Friday, March 12, 2010

Well....

So today was my first "check up" since finishing my treatments. Here's what I thought about it:

The smell of the place made me a little sick and I spent the whole time sucking on Jolly Ranchers.

The whole thing reminded me that I am not done yet. I have spent this time thinking that I am out of the woods, and it was just smooth sailing from here. Going back to that place reminded me that I am not there yet.

Dr. Harker told me that they are not satisfied with the results of the PET/CT's (not just in me, but in general) and he is recommending that I have regular CT scans instead. For the rest of the time. I don't know if I wrote about how much I HATED the first CT scan I had, but, I HATED it. Like with the firey passions of hell. I would rather do just about anything else. I have to drink twice as much contrast and then they give me an injection that sends me in to a panic attack. It's bad. I am so not happy about this.

I got an immediate reaction to my hair from the lady that used to schedule my appointments. I was glad she remembered me, cause I didn't get to see many of my old nurses, and the one I saw didn't remember me. :(

Dr. Harker said I looked really good and he didn't see or feel anything he shouldn't. Also, my blood work was clear.

I was glad to see the fish were the same in the waiting room. So was Nik. We spent a few minutes looking for our favorites, and admiring the new additions. They took out the tank from the treatment room (apparently just a couple weeks ago), but we weren't too upset about that, it was not as cool of a tank.




Saturday, February 13, 2010

Progress

For everyone who has not seen me in a couple months (or at all), here is a current picture. Taken last night. Notice the faux-hawk.



Friday, February 12, 2010

Life isn't about waiting for the storm to pass.

It's about learning to dance in the rain.

Monday, February 1, 2010

“Life is like an old-time rail journey – delays, sidetracks, smoke, dust, cinders, and jolts, interspersed only occasionally by beautiful vistas and thrilling bursts of speed. The trick is to thank the Lord for letting you have the ride.”

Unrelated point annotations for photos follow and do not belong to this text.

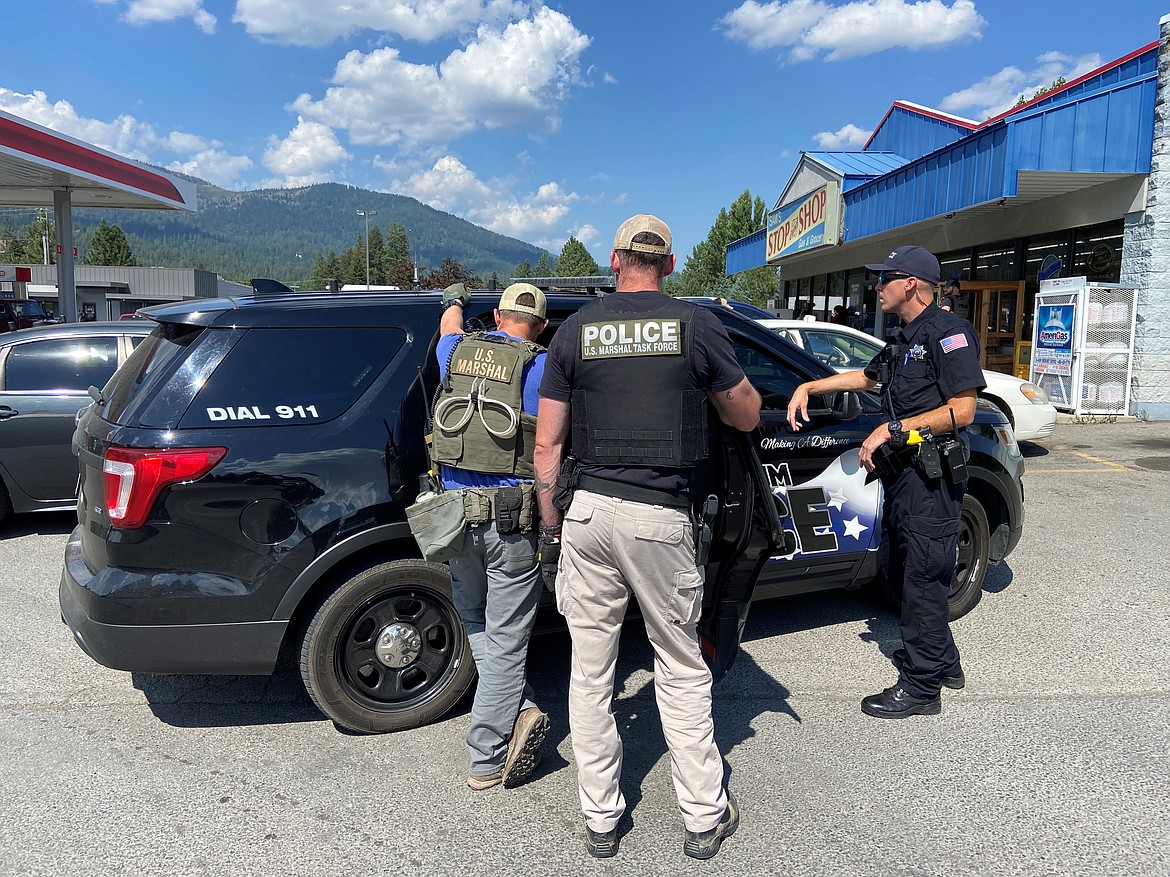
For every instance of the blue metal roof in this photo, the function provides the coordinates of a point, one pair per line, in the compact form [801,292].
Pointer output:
[858,167]
[916,131]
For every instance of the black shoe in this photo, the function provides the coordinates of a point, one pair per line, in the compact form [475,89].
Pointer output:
[601,844]
[950,681]
[704,844]
[894,703]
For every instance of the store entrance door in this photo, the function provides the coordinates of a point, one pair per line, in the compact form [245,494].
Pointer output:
[996,310]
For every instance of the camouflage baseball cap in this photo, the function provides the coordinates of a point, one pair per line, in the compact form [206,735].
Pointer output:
[644,222]
[508,301]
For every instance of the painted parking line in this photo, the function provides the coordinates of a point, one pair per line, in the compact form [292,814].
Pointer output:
[1105,465]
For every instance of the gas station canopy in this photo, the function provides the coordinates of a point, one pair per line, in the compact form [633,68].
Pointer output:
[36,161]
[40,167]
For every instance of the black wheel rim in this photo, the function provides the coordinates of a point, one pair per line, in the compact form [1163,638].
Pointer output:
[969,558]
[385,689]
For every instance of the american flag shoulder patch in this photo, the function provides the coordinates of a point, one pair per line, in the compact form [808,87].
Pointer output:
[952,343]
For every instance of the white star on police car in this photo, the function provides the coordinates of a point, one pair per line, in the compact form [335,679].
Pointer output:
[854,527]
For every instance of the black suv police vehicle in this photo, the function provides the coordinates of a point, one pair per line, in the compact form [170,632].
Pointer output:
[245,477]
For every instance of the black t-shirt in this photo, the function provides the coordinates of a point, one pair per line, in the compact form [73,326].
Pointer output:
[938,358]
[714,368]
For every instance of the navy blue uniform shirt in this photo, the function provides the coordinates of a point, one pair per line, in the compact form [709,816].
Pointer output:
[937,359]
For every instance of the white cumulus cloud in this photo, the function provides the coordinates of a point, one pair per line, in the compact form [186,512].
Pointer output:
[845,138]
[451,186]
[998,92]
[309,154]
[513,76]
[215,166]
[149,12]
[312,22]
[814,28]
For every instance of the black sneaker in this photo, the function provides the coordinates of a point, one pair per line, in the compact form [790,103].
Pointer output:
[601,844]
[950,681]
[896,703]
[704,844]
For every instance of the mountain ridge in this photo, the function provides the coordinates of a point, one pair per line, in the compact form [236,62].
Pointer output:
[276,232]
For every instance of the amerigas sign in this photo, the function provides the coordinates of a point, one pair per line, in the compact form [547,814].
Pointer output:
[811,221]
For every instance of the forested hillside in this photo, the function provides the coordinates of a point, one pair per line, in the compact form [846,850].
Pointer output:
[276,233]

Wednesday, January 20, 2010

So I have been thinking even more about how much I have been blessed through this whole situation. I was minimally sick (never threw up), and most of the side effects were about gone by the time I finished the treatments. Not all of them, of course, but about everything eased up after a few months. Reading about my friends that are going through, or went through the same thing, I almost feel guilty that I did not have it worse. Like, who am I to get out of having the same problems? I am not any better than Meg. How come she has to have thrush? Amy is a wonderful person, why did she get so sick? Even having gone through it, I would do it again in a heart beat if it meant that someone I loved didn't have to do it. I know that will never be a solution, but I really hate to hear about others that are doing the same thing. Also, I really don't like to think about it anymore. Reading these other blogs is like masochism, I hate to think that I did that, but I have to know how they are doing. I rejoiced when Amy had her last treatment, and I am worried for Meg and the decision she is facing. I have never met them, but I am invested in their lives.

Good luck ladies!

Thursday, January 7, 2010

Update

I have had lots of friends and family ask to see my hair. Its not much, but its definitely there. I am considering doing some funky dye jobs with it, since I keep my hat on at work all the time anyway. What do you think Mimi? Leopard spots? Green and blue stripes? I'm open.

I feel a little strange when people ask to see it though. Like, yes, I'm fine with you seeing my hair. But its not like it is making huge progress, so it probably looks the same as the last time you asked. Or, I know you will have a big reaction if you have not seen it before, and it is just not that impressive. It kind of makes me feel strange to have people oo-ing and ah-ing over something so mundane. Plus, its not like I am doing it myself. I don't have to do anything special to grow hair. Although, I would love to do something to make it grow faster. Oh well. I will continue to show anyone who wants to see. Thanks for the support.